Johnson City, NY (WBNG Binghamton) The Syringe Exchange Programs in both Johnson City and Ithaca have opened doors to community members for the past six years.
Inside, the program offers what it calls a "safe space" for people to obtain sterile syringes.
"Most of the individuals who access services here are injection drug users," said Director of Programs for the Southern Tier AIDS Program (STAP) Michelle McElroy. "We do also serve some diabetics who can't afford supplies if their insurance doesn't cover enough syringes for the doses that they need. We also act as a community sharps disposal site, so we will take sharps from anyone in the community in order to make sure they are disposed of properly."
STAP officials educate visitors about proper safety methods, offer them hygiene products and provide them with a brand new syringe of their choice, as to reduce the level of bacteria causing disease.
"New York State has syringe exchange programs, which are reducing the number of people that are infected through injection drug use," said Executive Director of STAP John Barry.

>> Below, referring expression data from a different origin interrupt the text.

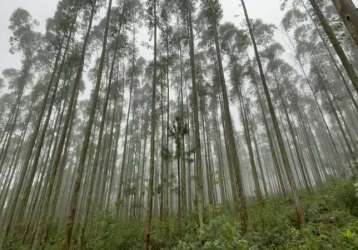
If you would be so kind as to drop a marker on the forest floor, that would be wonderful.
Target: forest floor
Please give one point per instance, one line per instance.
(331, 223)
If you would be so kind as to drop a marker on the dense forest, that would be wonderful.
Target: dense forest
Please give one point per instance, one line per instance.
(205, 135)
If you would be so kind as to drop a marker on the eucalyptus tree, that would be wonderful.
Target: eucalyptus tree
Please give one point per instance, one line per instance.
(349, 15)
(284, 155)
(335, 43)
(74, 197)
(24, 40)
(152, 12)
(234, 44)
(186, 10)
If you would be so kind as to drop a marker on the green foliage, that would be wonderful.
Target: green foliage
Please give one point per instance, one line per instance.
(330, 224)
(346, 195)
(113, 234)
(220, 233)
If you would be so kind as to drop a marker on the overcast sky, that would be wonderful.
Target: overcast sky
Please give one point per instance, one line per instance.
(268, 10)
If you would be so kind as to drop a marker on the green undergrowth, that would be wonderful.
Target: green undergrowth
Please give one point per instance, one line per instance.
(331, 214)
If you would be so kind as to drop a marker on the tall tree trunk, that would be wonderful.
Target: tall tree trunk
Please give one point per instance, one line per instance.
(288, 169)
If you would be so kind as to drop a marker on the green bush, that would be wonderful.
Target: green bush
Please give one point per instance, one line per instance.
(346, 195)
(114, 235)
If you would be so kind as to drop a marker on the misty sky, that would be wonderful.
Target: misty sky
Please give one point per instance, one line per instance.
(268, 10)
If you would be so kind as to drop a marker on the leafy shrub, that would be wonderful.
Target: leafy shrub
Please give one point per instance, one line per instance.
(115, 235)
(346, 195)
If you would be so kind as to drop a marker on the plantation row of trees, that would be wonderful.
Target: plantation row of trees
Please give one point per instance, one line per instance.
(222, 114)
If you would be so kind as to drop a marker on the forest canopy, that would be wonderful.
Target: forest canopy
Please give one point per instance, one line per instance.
(207, 134)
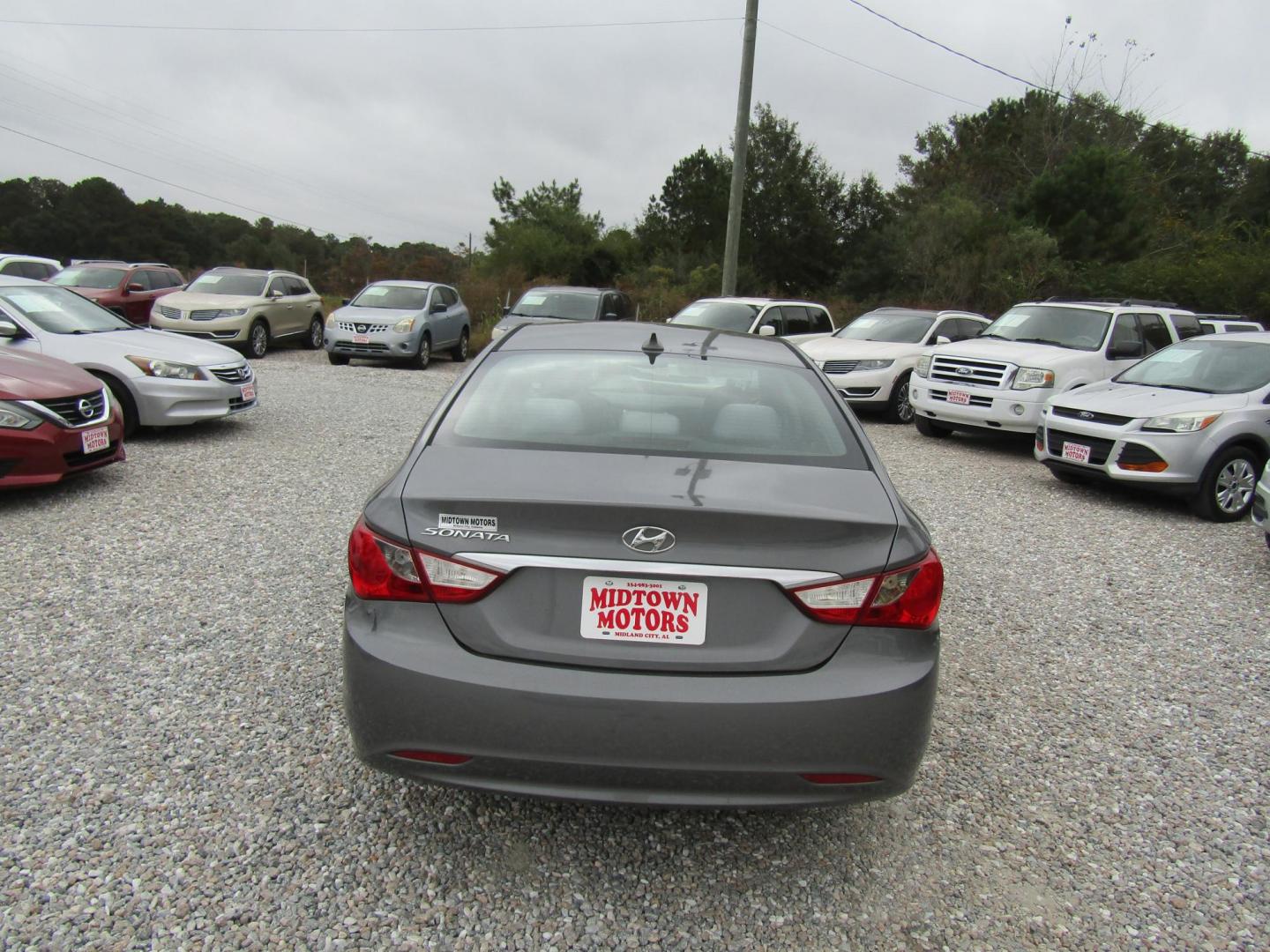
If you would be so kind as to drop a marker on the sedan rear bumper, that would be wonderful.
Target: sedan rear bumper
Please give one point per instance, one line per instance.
(655, 739)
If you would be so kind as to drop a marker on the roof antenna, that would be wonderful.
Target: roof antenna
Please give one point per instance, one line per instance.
(653, 348)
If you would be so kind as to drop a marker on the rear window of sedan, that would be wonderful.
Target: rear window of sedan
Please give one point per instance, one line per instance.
(617, 403)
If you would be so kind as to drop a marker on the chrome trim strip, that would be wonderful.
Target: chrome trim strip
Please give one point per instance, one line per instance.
(510, 562)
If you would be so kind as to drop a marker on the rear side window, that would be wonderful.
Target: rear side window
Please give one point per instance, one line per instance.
(616, 403)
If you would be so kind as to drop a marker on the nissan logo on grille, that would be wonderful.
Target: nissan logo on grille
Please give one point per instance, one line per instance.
(649, 539)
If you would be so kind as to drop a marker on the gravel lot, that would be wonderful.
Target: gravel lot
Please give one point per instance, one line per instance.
(176, 770)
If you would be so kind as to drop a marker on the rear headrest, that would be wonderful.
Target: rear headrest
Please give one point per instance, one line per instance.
(750, 423)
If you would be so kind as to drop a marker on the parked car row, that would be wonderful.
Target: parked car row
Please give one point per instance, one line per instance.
(74, 371)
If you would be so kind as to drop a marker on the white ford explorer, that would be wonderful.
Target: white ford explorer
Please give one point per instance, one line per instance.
(1002, 378)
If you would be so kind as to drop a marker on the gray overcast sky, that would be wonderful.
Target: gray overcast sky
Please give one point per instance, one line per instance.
(400, 135)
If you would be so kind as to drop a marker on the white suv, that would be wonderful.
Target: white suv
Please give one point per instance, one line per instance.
(1002, 378)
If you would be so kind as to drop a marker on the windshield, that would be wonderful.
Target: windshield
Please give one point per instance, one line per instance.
(392, 297)
(60, 311)
(100, 279)
(233, 285)
(560, 305)
(1072, 328)
(1208, 365)
(891, 328)
(725, 315)
(617, 403)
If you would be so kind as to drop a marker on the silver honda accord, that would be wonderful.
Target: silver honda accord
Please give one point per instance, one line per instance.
(637, 566)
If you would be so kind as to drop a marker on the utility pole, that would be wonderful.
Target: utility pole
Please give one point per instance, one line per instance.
(738, 150)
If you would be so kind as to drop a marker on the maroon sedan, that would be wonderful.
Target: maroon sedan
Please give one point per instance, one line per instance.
(55, 420)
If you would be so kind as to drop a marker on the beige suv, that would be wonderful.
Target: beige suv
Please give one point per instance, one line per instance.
(245, 309)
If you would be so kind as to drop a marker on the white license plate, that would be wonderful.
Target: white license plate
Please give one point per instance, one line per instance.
(95, 441)
(1077, 452)
(648, 611)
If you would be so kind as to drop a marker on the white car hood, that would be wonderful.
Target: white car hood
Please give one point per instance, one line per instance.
(1138, 401)
(1022, 354)
(839, 349)
(109, 348)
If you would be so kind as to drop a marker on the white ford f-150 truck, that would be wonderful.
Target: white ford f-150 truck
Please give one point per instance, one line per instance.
(1002, 378)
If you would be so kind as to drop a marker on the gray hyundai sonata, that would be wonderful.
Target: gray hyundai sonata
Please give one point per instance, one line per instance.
(635, 566)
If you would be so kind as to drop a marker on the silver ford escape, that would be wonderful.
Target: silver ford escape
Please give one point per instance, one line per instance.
(649, 568)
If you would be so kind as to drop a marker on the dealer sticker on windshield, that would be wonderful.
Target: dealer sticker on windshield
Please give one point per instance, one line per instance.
(1079, 452)
(644, 609)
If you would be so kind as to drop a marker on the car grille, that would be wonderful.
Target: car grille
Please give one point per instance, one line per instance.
(234, 375)
(968, 369)
(975, 398)
(68, 407)
(1090, 417)
(1099, 447)
(75, 460)
(840, 366)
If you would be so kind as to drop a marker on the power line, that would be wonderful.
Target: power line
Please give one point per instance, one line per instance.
(188, 28)
(863, 65)
(1009, 75)
(165, 182)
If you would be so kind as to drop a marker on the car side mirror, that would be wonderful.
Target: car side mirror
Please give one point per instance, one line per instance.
(1125, 349)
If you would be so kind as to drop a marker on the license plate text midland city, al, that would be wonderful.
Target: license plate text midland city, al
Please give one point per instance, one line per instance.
(644, 609)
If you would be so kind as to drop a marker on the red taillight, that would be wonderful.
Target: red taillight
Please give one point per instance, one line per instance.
(432, 756)
(905, 598)
(385, 570)
(837, 778)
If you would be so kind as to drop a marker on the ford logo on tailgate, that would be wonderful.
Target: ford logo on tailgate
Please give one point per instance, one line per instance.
(648, 539)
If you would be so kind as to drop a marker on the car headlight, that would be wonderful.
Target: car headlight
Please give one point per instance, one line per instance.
(1033, 377)
(1180, 423)
(17, 418)
(168, 369)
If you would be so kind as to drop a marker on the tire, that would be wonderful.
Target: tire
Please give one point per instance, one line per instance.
(898, 409)
(459, 352)
(127, 405)
(1224, 492)
(421, 360)
(258, 340)
(312, 340)
(929, 428)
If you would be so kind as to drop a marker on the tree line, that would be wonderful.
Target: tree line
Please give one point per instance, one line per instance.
(1034, 196)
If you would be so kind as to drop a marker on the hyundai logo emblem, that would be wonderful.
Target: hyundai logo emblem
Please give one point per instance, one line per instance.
(649, 539)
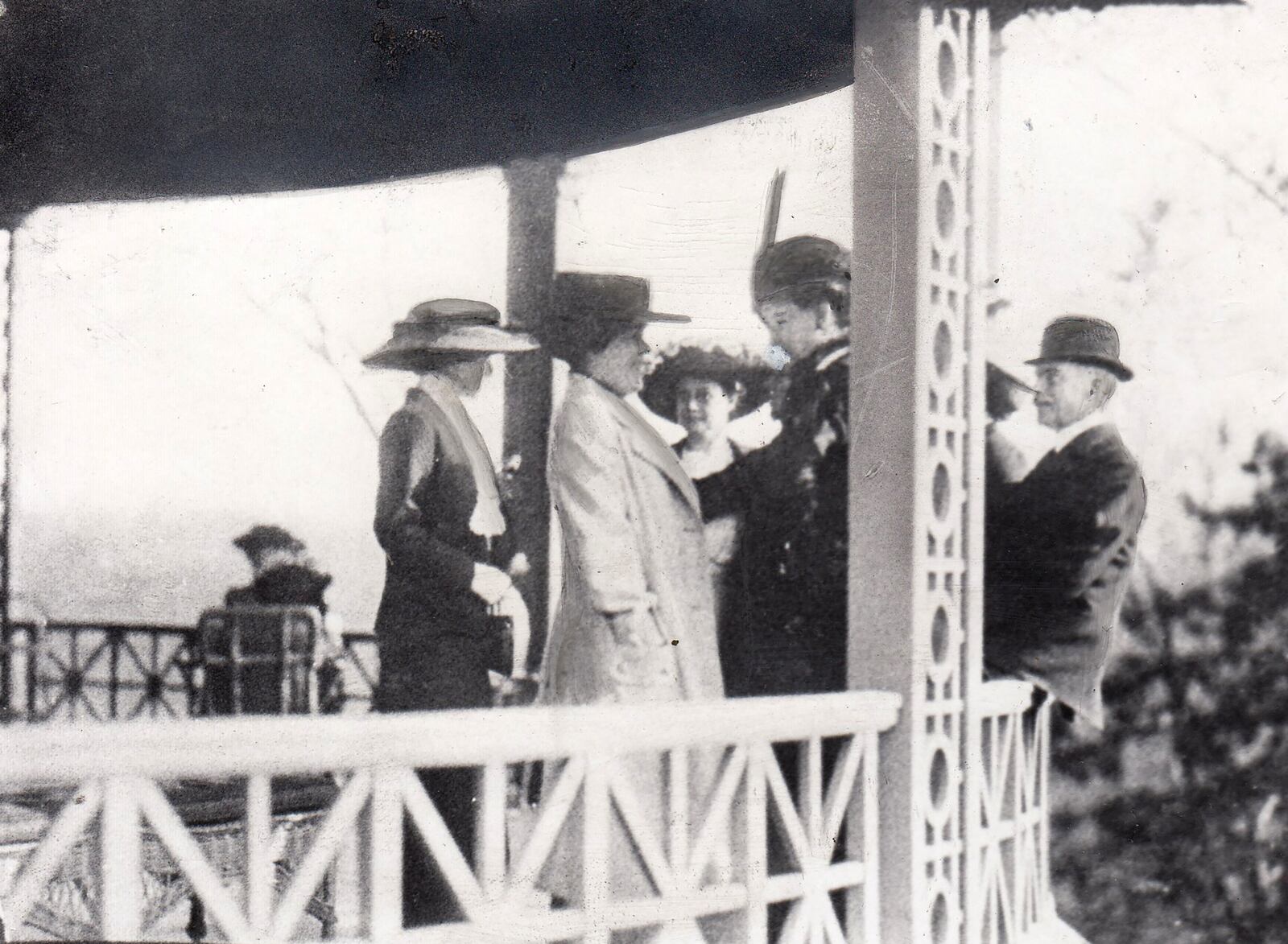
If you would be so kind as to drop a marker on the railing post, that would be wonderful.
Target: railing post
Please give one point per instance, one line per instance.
(534, 188)
(916, 361)
(120, 863)
(386, 853)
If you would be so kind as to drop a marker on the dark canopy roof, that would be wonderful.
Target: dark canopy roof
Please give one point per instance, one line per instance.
(139, 98)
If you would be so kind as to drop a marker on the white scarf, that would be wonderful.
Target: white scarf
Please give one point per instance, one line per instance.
(487, 521)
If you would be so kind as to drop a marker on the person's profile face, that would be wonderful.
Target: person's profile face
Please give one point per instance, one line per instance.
(622, 365)
(791, 326)
(704, 406)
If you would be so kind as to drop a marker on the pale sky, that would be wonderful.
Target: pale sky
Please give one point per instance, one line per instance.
(165, 394)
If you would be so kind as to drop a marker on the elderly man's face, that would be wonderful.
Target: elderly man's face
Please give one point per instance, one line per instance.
(1067, 392)
(704, 406)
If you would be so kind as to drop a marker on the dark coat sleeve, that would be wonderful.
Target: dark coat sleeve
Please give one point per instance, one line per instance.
(1064, 557)
(406, 509)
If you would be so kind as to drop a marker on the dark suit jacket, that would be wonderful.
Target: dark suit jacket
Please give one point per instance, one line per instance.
(436, 641)
(785, 628)
(1059, 549)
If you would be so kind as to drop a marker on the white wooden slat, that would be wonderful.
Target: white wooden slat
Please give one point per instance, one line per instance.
(386, 850)
(489, 837)
(758, 835)
(442, 845)
(678, 769)
(43, 862)
(642, 834)
(553, 814)
(120, 866)
(341, 821)
(786, 809)
(188, 856)
(840, 792)
(715, 823)
(811, 795)
(295, 744)
(261, 873)
(597, 863)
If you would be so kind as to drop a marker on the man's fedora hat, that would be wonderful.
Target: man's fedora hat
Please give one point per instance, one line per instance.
(800, 262)
(1079, 339)
(607, 296)
(448, 328)
(750, 379)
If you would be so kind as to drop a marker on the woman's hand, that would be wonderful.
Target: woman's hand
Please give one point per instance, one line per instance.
(489, 583)
(519, 566)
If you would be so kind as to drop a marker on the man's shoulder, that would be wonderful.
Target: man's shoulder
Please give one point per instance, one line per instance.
(1101, 448)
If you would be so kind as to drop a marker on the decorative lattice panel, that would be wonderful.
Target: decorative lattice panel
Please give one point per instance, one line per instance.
(952, 75)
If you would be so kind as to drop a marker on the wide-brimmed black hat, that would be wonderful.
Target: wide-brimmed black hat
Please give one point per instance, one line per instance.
(607, 296)
(1001, 390)
(747, 377)
(444, 330)
(268, 538)
(1080, 339)
(802, 261)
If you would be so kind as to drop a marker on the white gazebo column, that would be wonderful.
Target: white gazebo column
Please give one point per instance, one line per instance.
(921, 79)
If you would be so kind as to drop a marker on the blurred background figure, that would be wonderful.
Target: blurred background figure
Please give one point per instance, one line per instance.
(448, 602)
(704, 390)
(1005, 456)
(283, 575)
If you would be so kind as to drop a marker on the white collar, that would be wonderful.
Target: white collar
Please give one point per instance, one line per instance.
(844, 351)
(715, 457)
(1063, 437)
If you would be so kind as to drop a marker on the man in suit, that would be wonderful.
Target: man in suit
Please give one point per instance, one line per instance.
(1060, 542)
(790, 568)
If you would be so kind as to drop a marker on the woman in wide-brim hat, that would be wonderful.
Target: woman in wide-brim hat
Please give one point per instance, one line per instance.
(635, 621)
(704, 390)
(448, 550)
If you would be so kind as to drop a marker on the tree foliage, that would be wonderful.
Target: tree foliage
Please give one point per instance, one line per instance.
(1191, 847)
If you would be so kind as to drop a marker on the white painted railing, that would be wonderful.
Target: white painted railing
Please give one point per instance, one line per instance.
(1008, 830)
(122, 811)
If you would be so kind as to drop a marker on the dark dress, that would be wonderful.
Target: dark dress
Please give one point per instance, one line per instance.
(283, 585)
(785, 628)
(435, 635)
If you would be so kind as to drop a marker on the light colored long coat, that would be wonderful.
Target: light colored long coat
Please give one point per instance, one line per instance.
(633, 540)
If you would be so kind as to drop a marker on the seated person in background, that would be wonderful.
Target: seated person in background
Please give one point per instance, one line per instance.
(1059, 544)
(704, 390)
(285, 576)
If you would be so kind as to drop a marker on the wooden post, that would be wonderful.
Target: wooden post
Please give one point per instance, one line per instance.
(534, 195)
(914, 615)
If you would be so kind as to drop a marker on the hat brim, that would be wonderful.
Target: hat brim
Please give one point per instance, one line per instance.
(658, 393)
(409, 352)
(1120, 370)
(1011, 379)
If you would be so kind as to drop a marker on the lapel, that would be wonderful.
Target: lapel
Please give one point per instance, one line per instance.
(647, 444)
(419, 402)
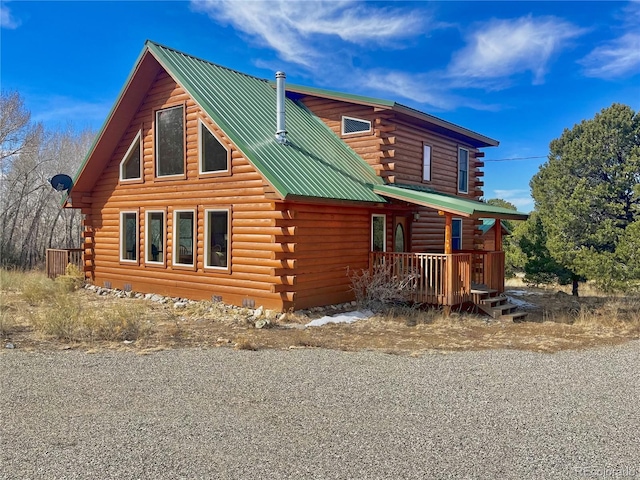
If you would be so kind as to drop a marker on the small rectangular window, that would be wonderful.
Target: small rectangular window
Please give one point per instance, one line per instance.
(154, 237)
(456, 234)
(463, 170)
(378, 233)
(217, 238)
(355, 125)
(426, 163)
(129, 237)
(131, 162)
(214, 157)
(183, 237)
(170, 141)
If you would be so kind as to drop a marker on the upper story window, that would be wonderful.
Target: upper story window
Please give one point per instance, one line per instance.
(463, 170)
(355, 125)
(216, 247)
(214, 157)
(170, 141)
(130, 166)
(426, 163)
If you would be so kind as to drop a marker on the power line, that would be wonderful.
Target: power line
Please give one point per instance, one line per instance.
(513, 159)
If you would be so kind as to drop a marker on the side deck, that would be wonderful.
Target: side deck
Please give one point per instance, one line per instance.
(443, 279)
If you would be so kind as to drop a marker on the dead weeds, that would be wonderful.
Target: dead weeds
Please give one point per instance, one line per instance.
(556, 322)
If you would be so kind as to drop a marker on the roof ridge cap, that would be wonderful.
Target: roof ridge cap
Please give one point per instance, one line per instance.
(223, 67)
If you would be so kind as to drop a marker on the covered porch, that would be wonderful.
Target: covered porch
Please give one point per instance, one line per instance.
(453, 277)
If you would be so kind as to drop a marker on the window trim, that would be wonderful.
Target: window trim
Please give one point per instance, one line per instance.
(360, 132)
(425, 171)
(384, 227)
(184, 142)
(466, 189)
(213, 268)
(176, 239)
(147, 236)
(212, 173)
(137, 138)
(453, 220)
(122, 243)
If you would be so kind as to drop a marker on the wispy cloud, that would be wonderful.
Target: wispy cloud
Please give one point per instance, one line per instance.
(7, 20)
(292, 29)
(519, 197)
(61, 110)
(620, 56)
(617, 58)
(500, 49)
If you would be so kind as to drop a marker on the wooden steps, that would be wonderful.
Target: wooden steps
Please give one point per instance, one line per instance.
(495, 304)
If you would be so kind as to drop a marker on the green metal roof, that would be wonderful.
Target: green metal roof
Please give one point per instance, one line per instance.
(316, 163)
(448, 203)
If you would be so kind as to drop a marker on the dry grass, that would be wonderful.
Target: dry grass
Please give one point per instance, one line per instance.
(37, 313)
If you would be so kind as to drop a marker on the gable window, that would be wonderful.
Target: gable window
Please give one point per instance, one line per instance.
(131, 162)
(355, 125)
(426, 163)
(214, 157)
(183, 237)
(463, 170)
(154, 237)
(456, 234)
(378, 233)
(170, 141)
(216, 227)
(129, 237)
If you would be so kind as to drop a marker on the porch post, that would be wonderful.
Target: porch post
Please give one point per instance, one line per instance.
(498, 234)
(448, 235)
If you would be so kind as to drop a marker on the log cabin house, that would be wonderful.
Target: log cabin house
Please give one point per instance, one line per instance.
(188, 192)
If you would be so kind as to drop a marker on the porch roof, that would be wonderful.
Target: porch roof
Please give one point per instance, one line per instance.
(463, 207)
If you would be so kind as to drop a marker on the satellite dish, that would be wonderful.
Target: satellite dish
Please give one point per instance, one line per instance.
(61, 182)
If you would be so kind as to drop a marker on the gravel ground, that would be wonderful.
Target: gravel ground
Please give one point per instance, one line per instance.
(312, 413)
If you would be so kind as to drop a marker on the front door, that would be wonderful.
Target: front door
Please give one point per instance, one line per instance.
(400, 235)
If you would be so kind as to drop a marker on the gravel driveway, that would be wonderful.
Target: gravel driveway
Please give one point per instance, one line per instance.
(270, 414)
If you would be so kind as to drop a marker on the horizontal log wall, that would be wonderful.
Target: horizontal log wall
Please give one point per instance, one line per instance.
(254, 273)
(394, 148)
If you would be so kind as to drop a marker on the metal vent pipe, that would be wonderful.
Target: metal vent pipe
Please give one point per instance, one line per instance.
(281, 129)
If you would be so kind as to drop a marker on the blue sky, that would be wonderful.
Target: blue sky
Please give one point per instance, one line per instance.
(519, 72)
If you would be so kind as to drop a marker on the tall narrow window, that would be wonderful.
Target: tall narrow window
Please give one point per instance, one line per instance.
(170, 141)
(131, 162)
(463, 170)
(378, 233)
(129, 237)
(214, 157)
(426, 163)
(216, 238)
(183, 237)
(456, 234)
(154, 237)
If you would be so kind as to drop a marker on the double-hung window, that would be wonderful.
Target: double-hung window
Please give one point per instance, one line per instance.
(154, 237)
(129, 237)
(216, 227)
(463, 170)
(170, 141)
(426, 163)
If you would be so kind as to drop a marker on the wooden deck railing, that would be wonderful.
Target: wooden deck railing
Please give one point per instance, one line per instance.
(58, 259)
(441, 279)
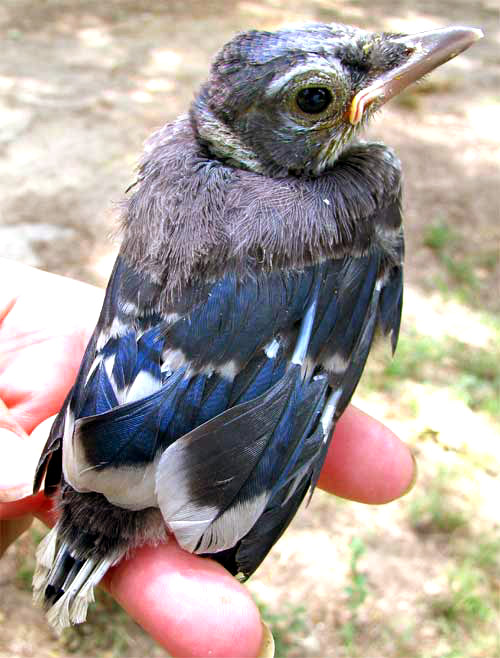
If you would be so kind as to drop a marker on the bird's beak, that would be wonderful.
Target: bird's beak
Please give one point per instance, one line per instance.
(428, 50)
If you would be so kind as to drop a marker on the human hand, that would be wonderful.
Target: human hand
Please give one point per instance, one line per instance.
(190, 605)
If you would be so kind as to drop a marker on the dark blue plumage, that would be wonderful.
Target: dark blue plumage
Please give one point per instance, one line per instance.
(262, 249)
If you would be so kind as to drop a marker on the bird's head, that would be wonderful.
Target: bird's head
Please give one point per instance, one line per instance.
(291, 100)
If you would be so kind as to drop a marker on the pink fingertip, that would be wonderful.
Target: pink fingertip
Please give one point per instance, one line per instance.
(190, 605)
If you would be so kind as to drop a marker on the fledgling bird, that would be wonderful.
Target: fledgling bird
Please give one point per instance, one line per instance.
(262, 249)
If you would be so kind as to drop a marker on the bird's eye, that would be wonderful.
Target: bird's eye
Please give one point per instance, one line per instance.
(314, 100)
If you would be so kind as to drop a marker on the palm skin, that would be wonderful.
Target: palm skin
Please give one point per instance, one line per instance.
(190, 605)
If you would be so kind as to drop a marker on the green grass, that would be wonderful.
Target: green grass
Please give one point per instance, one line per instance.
(435, 509)
(464, 268)
(357, 592)
(473, 373)
(465, 603)
(285, 626)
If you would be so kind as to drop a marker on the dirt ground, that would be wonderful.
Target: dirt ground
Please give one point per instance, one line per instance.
(82, 85)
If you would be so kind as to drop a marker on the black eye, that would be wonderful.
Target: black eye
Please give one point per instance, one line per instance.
(314, 100)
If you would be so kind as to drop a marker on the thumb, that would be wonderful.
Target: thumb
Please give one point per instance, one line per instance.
(20, 454)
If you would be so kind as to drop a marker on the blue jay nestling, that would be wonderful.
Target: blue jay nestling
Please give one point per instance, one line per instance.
(262, 249)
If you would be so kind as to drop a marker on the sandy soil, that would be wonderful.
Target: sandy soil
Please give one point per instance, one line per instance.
(82, 85)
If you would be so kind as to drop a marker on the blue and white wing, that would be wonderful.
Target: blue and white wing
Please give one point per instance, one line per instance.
(220, 411)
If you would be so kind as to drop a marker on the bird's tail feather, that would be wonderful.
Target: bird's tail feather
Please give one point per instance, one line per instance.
(63, 584)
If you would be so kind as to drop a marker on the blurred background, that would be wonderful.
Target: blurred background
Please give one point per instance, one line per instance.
(82, 85)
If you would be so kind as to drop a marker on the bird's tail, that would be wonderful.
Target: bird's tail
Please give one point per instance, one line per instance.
(64, 584)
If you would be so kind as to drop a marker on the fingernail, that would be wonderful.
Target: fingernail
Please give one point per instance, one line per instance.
(267, 644)
(415, 474)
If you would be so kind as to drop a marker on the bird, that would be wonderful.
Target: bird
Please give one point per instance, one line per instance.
(261, 254)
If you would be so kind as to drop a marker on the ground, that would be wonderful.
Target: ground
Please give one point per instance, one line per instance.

In 2012, about 350,000 syringes were distributed at the Broome County and Tompkins County sites.
Just one year later, the distribution number jumped to about 550,000.
These high numbers may lead people to wonder whether this idea of spreading safety is also causing further drug abuse?
"The program is structured in such a way as to ensure people can be safe and healthy until the time that they are ready to be clean and sober," added McElroy. "What we want is people to live long enough, and be disease-free long enough, so that when they want to go into treatment, they will still be around to do that."
In 2013, the program served 1,500 unique individuals. Of that number, 750 were new to the service.